Saturday, November 19, 2011

Why India won’t hang Kasab?


For those of you living under a rock in Inner Mongolia or those living in an igloo built on a quickly melting iceberg, Ajmal Kasab is one of the terrorists (there were 9 others who cleared the Houri Test and were awarded the promised prize of 72 virgins)who attacked Mumbai 3 years ago and was apprehended.

Kasab has been imprisoned in India ever since. Being sentenced to death by a trial court, with the sentence upheld by Mumbai High Court does not seem to have affected Kasab’s appetite for glory and for err…tandoori chicken. If news reports from prison are to be believed, Kasab has been on the receiving end of glares and stares from fellow prisoners who have been served lauki (a vocal critic of this policy has been the Gandhi scion, of the lesser Gandhi family). This jealousy doesn’t seem to be dying anytime soon since err...Kasab himself is not going to die anytime soon.

In a rare press interview, India’s reticent, rarely talkative Prime Minister Manmohan Singh addressed questions, which he considered rather clichéd, on why the government has not executed Kasab despite a death penalty being served upon him. The highly educated man that he was, Singh presented the members of press with, not one, but several “reasonable” reasons to justify the government’s stance.

Who to hang?

India’s esteemed intelligence agencies and an extremely vibrant press seemed to have done their homework pretty well, in fact too well, in finding out Kasab’s identity. With some in the Indian establishment claiming credit for proving Kasab’s nationality, the ones that actually did the sleuthing, the Dawn newspaper, moved on to other mundane jobs, leaving the credit-claiming part to professionals with years of training and practice in the task. To compensate for this loss of work, the Indian media provided the public with half a dozen names, it had discovered, ranging from Azam Amir Kasav to Amjad Amir Kamaal, for the same person. Extremely persistent readers can view the complete list here. So the government faces the pertinent problem of deciding on who they are hanging although practically it would be the same person that was caught on camera. PM Singh emphatically stated that there was no point in arranging for an execution with the taxpayer’s money when you don’t know who you would be executing.

How to hang?
The PM also stunned members of the Press with his question on how to hang Kasab. He stated that there was progress in Indo-Pak relationship, (despite the lack of it in the Krishna-Hina relationship) and the dossier diplomacy was as irrelevant as a dosa in a Punjabi Dhaba. Singh expressed his concern that hanging Kasab might ring discord in the present positive state of affairs. Singh also stated that India’s Human Rights record might be tarnished if the country were to execute a death penalty. An angry reporter’s shoe thrown as a response to Singh’s statement failed to make a dent in his impeccably blue turban. The reporter was promptly removed before he could pose a threat to Singh’s human rights. Despite this, Singh could not answer conclusively, questions regarding the human rights of the Indian citizens killed and injured in the carnage.

Why to hang?
The eminent strategist that he was, Singh felt that it made better sense to let Kasab live as his present diet would anyway kill him from all the cholesterol he has gained. Singh also felt this would be a deterrent to prospective health-conscious Jihadists, who would like to maintain their fitness levels while they go meet their 72 virgins. Speaking of which Singh continued, preventing Kasab from dying on the noose would deny him the right over his 72 virgins if he died of natural causes. So letting him die of his own accord was actually a long term strategy to prevent the Mullahs from brainwashing their cadre with the promise of Paradise.

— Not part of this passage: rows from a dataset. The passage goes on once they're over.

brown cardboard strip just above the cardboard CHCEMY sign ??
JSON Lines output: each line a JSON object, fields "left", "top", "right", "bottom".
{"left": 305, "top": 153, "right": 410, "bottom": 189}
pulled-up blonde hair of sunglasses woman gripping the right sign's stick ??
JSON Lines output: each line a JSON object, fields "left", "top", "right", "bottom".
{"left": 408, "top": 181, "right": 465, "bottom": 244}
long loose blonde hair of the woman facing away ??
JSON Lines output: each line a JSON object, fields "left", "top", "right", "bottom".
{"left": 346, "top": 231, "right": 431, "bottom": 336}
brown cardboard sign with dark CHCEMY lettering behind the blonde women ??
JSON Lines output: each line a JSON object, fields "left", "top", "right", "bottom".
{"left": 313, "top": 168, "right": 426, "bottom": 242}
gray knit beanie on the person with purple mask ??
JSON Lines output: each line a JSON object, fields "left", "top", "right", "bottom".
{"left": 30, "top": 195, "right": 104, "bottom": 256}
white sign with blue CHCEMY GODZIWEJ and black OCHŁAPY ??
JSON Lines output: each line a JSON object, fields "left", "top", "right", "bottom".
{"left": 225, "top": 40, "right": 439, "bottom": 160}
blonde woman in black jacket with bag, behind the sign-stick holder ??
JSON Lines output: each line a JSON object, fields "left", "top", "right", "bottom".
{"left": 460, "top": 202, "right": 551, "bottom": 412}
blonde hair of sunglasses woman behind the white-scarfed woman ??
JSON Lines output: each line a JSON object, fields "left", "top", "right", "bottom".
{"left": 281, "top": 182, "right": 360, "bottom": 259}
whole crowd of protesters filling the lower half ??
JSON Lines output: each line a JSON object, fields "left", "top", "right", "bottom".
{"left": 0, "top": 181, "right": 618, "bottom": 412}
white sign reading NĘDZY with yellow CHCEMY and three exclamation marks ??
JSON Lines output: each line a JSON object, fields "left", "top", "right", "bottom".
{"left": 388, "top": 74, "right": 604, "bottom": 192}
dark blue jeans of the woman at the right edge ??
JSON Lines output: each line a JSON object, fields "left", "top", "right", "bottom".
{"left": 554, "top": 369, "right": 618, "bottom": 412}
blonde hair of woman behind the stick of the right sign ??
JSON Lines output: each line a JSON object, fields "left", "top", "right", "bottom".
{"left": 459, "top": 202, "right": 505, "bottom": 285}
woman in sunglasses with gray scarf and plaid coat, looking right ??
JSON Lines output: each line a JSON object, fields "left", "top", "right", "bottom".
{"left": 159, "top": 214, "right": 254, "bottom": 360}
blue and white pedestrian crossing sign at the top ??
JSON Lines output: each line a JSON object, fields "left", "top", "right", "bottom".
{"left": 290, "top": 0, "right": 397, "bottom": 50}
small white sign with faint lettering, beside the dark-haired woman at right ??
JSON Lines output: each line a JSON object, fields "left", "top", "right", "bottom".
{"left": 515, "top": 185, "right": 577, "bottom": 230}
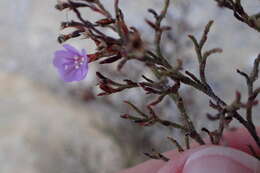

Singh left members of the Press spell bound and seemingly convinced with his list of “Reasonable” reasons on why Kasab could not and should not be hanged. Singh received rich accolades in the headlines of all major newspapers the next day that praised him as “an underrated politician”. The editorial pages however, used the same headline to criticise Singh’s explanation and demanded Kasab’s head on the noose at the same time emphasising that Afzal Guru and several others on the death row be brought to the book as well. Suggestions also include a proposal to modify existing space in the Parliament, which stays unused very often due to adjournments, as the new death row and unemployed MPs as hangmen.